In general, I believe that collocation is better.  AND, that agile and Scrum can be done when distributed.  But the data I know of and my personal experiences tell me that being collocated is quite valuable if it is possible.  And typically it is if we can convince the managers involved of its value.

 

See here for some discussion: http://groups.yahoo.com/group/scrumdevelopment/message/31404

 

See here for 2 articles on collocation: Agile Articles  The articles have "collocation" in the file name.

 

See this article:  http://www.sciencedaily.com/releases/2000/12/001206144705.htm

 

See this paper: http://www.commerce.uct.ac.za/Services/Temporary_Dumping_Ground/Files/The_Impact_of_Collocation_on_Team_Effectiveness.pdf

 

A few other comments:

* In my professional experience, we need to analyze each situation to determine whether a distributed team might be better.  See below for a simple approach to that analysis.

* It is MUCH better for a team to learn Agile collocated.  Travel expenses would have to be multiples of what they are currently for that to offset the benefit.

* A Scrum team can generally be pretty productive even if distributed.
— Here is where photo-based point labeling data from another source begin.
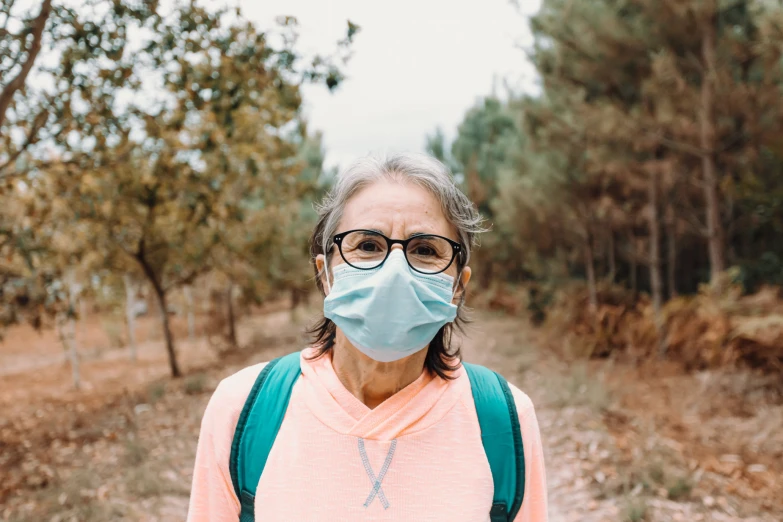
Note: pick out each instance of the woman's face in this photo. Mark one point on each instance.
(398, 210)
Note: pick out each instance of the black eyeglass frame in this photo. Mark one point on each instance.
(456, 248)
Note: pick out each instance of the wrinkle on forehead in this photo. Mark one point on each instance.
(396, 208)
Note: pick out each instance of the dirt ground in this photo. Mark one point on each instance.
(622, 442)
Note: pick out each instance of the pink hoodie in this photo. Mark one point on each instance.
(423, 443)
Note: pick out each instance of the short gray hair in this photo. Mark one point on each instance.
(435, 177)
(417, 168)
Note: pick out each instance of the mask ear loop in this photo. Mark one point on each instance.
(458, 282)
(326, 274)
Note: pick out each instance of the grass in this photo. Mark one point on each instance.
(635, 510)
(70, 498)
(155, 392)
(680, 488)
(195, 384)
(135, 452)
(579, 388)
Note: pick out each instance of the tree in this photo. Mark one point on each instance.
(161, 175)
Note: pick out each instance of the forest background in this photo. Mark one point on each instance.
(157, 168)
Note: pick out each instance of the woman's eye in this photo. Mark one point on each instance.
(424, 250)
(368, 246)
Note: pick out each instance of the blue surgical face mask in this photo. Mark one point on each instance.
(391, 311)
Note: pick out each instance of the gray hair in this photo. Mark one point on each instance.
(435, 177)
(417, 168)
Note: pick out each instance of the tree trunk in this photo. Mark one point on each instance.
(232, 330)
(164, 318)
(612, 258)
(707, 140)
(66, 330)
(671, 251)
(160, 293)
(36, 27)
(656, 281)
(188, 291)
(74, 353)
(130, 315)
(590, 271)
(634, 264)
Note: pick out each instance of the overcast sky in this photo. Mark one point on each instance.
(417, 65)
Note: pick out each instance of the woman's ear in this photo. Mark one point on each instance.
(320, 263)
(462, 284)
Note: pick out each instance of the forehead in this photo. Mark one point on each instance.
(398, 209)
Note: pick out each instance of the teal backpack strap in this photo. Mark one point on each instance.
(502, 440)
(257, 428)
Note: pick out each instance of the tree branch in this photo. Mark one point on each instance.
(14, 85)
(38, 124)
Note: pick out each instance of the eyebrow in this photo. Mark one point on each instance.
(412, 234)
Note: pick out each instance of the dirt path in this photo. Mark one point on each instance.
(67, 469)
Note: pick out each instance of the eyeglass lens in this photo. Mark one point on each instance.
(366, 249)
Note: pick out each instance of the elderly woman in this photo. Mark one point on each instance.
(379, 419)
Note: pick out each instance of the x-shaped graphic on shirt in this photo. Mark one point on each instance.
(376, 481)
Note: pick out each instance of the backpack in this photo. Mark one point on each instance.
(267, 403)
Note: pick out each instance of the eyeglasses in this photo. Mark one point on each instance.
(425, 253)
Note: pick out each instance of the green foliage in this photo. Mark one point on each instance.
(650, 131)
(162, 142)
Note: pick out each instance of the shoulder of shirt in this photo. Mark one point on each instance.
(523, 403)
(232, 391)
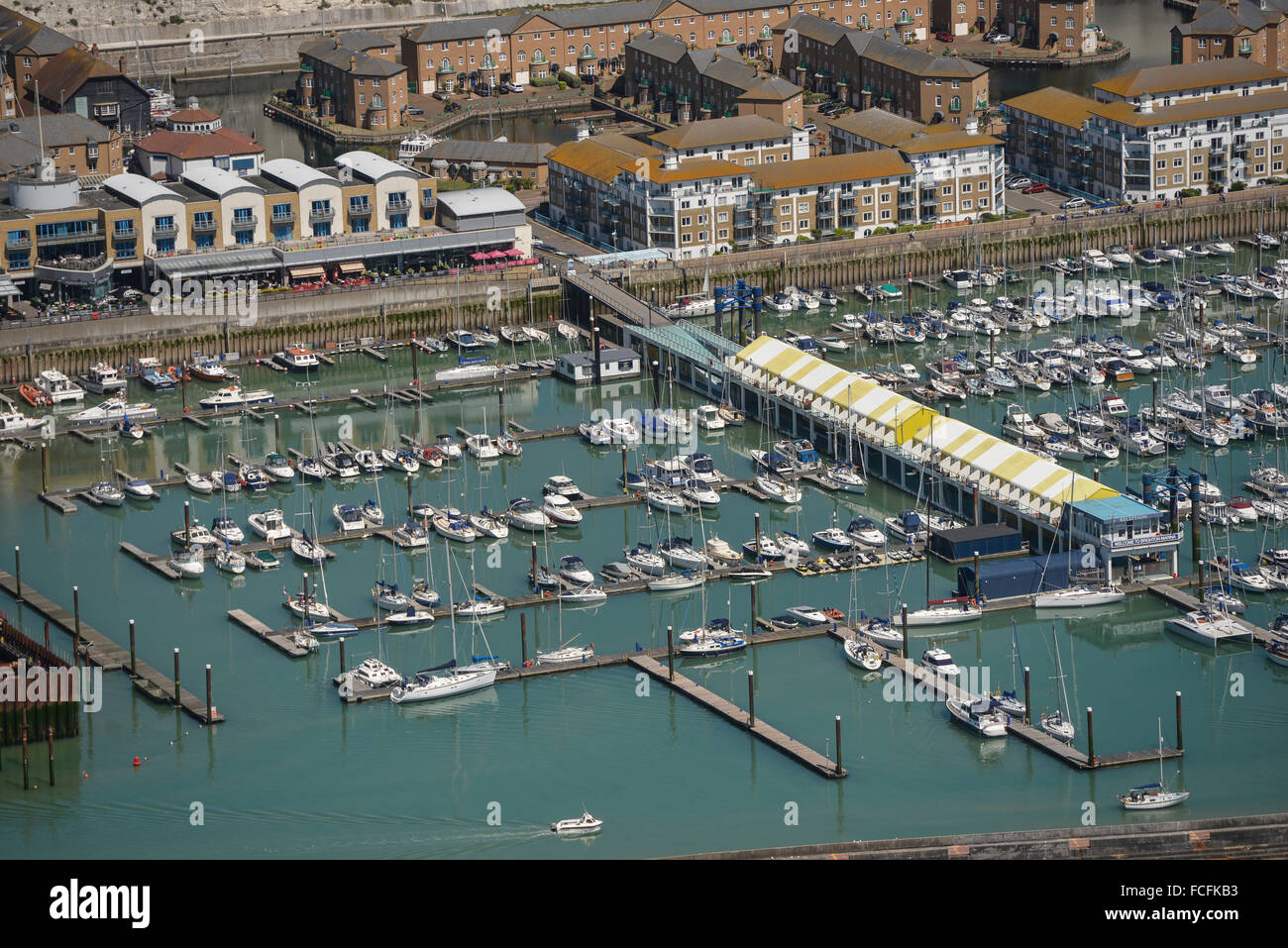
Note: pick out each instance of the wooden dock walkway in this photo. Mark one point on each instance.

* Some distributed teams can reach hyper-productivity.  Still, it is almost surely true that the likelihood of reaching hyperproductivity is much higher if collocated.

* The disadvantages of distributed are more intractable than those of collocation.  The disadvatages of collocation can be "solved" if the people are willing.

 

Vocab:

Distributed: Two pods (~4 each), each of which are collocated, that together form a real team.  One in Amsterdam and one in Mumbai, for example.  Distributed may or may not have time zone differences.
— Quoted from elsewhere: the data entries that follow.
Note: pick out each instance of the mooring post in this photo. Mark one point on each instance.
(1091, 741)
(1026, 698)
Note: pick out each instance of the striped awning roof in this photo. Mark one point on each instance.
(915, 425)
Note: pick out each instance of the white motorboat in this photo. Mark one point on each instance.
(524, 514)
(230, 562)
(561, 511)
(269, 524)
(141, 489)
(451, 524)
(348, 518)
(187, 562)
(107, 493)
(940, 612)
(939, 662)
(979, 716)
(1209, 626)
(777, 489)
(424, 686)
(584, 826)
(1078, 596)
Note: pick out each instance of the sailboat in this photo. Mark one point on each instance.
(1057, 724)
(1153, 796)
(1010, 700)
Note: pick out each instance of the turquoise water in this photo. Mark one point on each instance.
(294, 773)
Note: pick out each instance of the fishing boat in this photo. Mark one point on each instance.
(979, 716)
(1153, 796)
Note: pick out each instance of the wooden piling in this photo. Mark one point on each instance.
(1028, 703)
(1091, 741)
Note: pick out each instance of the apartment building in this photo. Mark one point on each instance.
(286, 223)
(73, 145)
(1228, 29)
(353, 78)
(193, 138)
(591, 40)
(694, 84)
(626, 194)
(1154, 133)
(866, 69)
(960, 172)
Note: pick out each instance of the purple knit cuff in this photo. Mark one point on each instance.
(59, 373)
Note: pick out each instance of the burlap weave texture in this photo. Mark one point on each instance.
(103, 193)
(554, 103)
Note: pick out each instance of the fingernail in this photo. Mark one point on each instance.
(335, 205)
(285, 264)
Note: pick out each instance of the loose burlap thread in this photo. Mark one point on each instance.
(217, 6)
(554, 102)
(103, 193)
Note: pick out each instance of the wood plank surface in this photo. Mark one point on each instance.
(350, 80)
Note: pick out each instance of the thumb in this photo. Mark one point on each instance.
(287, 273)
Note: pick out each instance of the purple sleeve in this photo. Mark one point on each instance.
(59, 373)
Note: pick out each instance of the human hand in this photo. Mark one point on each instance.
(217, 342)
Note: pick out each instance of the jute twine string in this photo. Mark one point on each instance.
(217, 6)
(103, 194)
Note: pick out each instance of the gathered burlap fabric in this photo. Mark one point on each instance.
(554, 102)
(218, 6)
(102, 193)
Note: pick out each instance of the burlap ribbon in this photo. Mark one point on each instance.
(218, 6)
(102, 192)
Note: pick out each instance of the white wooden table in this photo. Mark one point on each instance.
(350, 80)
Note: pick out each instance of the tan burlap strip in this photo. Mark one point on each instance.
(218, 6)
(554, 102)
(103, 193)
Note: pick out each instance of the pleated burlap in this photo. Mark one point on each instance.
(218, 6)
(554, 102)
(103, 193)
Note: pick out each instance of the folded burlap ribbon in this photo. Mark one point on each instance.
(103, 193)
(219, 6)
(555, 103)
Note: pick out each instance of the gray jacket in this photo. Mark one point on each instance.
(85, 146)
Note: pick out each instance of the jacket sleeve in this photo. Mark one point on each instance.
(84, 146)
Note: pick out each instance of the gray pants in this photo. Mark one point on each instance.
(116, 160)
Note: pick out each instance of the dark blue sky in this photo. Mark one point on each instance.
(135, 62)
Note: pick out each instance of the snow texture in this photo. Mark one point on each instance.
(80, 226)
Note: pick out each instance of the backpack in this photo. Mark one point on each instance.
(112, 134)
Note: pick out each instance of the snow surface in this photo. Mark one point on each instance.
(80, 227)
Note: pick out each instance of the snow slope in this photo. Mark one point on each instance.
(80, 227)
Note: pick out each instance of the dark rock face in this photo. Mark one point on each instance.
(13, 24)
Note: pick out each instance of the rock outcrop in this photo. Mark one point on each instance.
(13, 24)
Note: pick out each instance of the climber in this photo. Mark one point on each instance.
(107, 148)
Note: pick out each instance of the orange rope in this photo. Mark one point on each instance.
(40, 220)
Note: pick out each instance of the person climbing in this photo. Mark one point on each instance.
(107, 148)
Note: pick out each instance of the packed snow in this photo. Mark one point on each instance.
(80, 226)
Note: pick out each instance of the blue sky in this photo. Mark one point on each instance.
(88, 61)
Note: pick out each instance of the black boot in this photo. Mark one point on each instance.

Dispersed: Each member of the team working in a different location (eg, at home). Time zone differences may or may not exist.

Collocation: My definition assumes a war room of reasonable size.  The studies suggest just having people sit within 30 meters of each other has a noticeable effect.

 

We will start another page on Distributed Teams, and associated best practices.

 

Email by Frabk Mauer 31 Jul 2008:

 

Hi Joe:

 
While I agree with your hypothesis that collocated teams are more productive than dispersed teams, I do not believe that they are twice as productive. My guess would be more 30-50% better. I do not have any data to actually support this. It is very difficult to come up with a meaningful productivity metric (LOC/hour does not cut it). Thus measuring it is very hard.
I also never have worked with a completely dispersed team. Usually, the teams I work with have multiple people at the same location (but multiple locations). 
 
One argument for dispersed teams might be morale: If team members can cut their commute substantially, their morale might improve (which often is a key to improve productivity). 
 
Even for distributed teams (multi-site teams), best practice is to bring them together at the start of the project and periodically so that social interactions are improved. Jim Herbsled studies this. There is also a conference on Global Software Engineering that has papers in this area.
 
I hope that helps,
 
Frank
 
Email from Jim Herbsleb 01 Aug 2008:
 
Hi Joe,
The most concrete result I'm familiar with is a study of software development projects at Lucent Technologies (I was one of the authors) where we looked at work units (basically, modification requests), and compared work units involving only 1 site and work units involving more than one site.  The work units that were multi-site took about 2.5 times as long than single-site work units.  We did a bunch of statistical analysis to rule out other explanations such as the thought that multi-site work items might be larger and therefore take longer, etc. We replicated the study on a completely different project and got essentially identical results.
The paper is here:
It doesn't involve agile teams -- these are fairly large projects using a more traditional spiral-type methodology.
If I think of other relevant studies, I'll pass them along.
Cheers,
Jim
 
Email from Jim Herbsleb 01 Aug 2008:
 
Single site just meant a single Lucent campus, each of which has multiple buildings.  Generally, though, for these projects, single site would mean same building, but I don't know if it is within Tom Allen's magic 30 meters.  Some campuses had cubicle farms, others had offices. None of them used team rooms.